Appraisal criteria vary with the type of appraisal being done. Insurance companies will need a report that specifies the piece’s replacement value. You should have an insurance appraisal report done when the work was acquired.
Valia Garzon, Latin American and Contemporary art appraiser and ISA member, recommends updating insurance appraisals for high value works every three to five years. She notes, “Once you have the damage, it’s impossible for the appraiser to know the pre-damage condition.”
Without reliable information on the pre-damage replacement value of the work, your payout to recover the work’s lost value may be low.
Avoid not properly storing your documentation.
According to Adrienne Reid, vice president of fine arts insurance at Huntington T. Block, fire and water claims are the most expensive because they cause the most extensive damage. The fire or water disaster that damaged or destroyed your artwork may also destroy your documentation. Reid says,
“We get calls from people that have boxes of papers and that’s their documentation, which is great. But if there’s a fire or something like that, they might lose that box of papers with the fire. So it’s important that they have documentation stored off-site or in the cloud.”
It’s worth the time to scan and upload your paper files into a cloud-based system like Artwork Archive. That way you can rest easy knowing that all of your documentation, and thus the value of your collection, is safe and secure.
Avoid not filing your paperwork in time.
Every insurer has its own claims process, but they all have deadlines. Not filing the necessary paperwork on time can result in a claim denial. Having all your paperwork organized and easily accessible will facilitate a timely filing. You can produce an inventory report with insurance values within seconds with a cloud-based art inventory management system.
Do you know your insurer’s claims filing process and requirements? If not, talk to your agent for clarification before you need to file a claim.
Shipping mistakes that can limit your coverage
While fire and water damage result in the highest claims, Reid explains that the most common fine arts insurance claims are for damage that occurs while the piece is in transit.
The first mistake an art collector can make is not using a fine arts shipper.

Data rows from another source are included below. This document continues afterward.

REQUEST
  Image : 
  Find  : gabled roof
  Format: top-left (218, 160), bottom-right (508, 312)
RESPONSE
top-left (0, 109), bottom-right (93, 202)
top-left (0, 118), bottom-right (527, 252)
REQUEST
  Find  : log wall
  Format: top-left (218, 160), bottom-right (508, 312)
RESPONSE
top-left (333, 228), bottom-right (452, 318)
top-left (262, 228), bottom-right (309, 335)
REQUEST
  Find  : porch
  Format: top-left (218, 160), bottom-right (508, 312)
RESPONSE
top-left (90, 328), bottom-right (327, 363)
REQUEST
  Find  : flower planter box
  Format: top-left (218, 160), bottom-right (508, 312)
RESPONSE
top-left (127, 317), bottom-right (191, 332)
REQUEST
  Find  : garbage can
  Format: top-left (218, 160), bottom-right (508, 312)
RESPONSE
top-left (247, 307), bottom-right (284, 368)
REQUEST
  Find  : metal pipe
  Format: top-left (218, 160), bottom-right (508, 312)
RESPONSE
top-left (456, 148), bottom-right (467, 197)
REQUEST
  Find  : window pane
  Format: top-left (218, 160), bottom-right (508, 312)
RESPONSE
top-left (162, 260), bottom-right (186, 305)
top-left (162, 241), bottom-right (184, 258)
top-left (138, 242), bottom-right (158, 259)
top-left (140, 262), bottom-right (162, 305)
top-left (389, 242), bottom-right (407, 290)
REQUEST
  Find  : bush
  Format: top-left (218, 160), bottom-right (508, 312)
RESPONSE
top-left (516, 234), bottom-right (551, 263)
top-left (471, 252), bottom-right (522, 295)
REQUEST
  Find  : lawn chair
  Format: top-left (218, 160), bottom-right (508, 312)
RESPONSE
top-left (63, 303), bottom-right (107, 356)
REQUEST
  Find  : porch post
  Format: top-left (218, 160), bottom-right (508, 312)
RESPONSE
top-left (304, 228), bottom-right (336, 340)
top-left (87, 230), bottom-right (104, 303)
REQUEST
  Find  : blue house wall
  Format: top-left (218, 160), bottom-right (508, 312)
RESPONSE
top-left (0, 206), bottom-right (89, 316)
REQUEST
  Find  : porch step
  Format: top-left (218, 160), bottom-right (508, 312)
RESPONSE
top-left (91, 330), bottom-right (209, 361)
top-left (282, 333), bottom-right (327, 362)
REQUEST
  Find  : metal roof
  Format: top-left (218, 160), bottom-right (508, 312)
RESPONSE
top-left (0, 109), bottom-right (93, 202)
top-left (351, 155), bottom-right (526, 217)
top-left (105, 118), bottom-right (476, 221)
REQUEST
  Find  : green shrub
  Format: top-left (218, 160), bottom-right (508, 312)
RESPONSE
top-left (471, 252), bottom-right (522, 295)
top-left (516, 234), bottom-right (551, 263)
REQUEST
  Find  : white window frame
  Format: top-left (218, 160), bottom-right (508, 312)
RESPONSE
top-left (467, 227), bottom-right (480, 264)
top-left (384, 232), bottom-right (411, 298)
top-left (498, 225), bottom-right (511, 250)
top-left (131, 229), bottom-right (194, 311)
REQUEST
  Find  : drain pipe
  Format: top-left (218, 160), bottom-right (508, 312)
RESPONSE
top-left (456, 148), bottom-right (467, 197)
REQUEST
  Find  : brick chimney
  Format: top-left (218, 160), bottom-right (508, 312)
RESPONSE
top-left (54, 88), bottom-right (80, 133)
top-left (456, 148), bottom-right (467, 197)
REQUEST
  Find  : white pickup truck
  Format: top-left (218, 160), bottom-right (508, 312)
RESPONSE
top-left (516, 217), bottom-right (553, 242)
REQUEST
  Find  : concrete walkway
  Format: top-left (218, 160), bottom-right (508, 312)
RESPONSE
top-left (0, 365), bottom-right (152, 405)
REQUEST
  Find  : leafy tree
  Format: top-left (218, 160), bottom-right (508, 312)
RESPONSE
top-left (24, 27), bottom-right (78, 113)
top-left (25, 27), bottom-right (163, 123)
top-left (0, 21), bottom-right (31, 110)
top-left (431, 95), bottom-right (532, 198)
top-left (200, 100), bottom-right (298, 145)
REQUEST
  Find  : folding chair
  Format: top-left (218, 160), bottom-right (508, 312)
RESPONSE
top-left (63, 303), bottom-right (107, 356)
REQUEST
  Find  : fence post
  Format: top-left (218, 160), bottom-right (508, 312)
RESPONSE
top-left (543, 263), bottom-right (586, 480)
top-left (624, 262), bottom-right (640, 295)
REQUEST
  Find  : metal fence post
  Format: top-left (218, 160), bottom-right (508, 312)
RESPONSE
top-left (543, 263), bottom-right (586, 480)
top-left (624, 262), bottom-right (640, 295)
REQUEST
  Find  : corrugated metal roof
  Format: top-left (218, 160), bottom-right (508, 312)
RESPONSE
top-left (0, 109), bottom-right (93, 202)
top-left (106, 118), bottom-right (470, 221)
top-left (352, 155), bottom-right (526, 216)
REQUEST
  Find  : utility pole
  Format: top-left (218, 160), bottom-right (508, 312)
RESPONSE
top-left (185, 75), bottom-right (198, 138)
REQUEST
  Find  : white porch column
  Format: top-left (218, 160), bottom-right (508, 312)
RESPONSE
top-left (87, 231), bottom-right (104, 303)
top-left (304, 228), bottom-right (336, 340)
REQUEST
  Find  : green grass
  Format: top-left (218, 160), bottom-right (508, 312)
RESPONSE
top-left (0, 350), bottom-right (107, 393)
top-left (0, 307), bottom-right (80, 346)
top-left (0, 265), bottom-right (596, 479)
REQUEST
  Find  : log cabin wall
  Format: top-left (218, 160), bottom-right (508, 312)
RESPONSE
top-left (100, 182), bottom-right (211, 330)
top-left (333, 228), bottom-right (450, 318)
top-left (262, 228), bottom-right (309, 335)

Reid says,
“If you look at our book of transit losses, the majority of them are coming from the U.S. Post Office, UPS, and FedEx, because the art world moves quickly and these shippers get things there quickly, but with that comes the risk of extreme amounts of handling resulting in consequential damage. Art shippers take longer and are more expensive, but you are assured a level of handling that is greater than any other type of transit.”
Another common mistake is assuming your insurance covers your art while in transit. Most fine arts insurance policies cover the work while in transit although there may be territorial limitations. You can get global door-to-door coverage, but don’t assume your policy has it unless you requested it.
If you’re relying on coverage from your homeowner’s policy, it may not cover transit or off-site storage at all. The default coverage provided by the shippers is low and based on the weight of the cargo. It won’t account at all for the artwork’s value. Shippers offer enhanced coverage for handling high-value items, but this coverage will generally be quite expensive.
Stay proactive about protecting your art collection
Having fine arts insurance coverage is only one piece of the puzzle. If you want to be confident that your insurer will be there for you when bad things happen, stay proactive about protecting your collection beyond having a policy. There are no guarantees – that’s why you have insurance – but you can hedge your bets.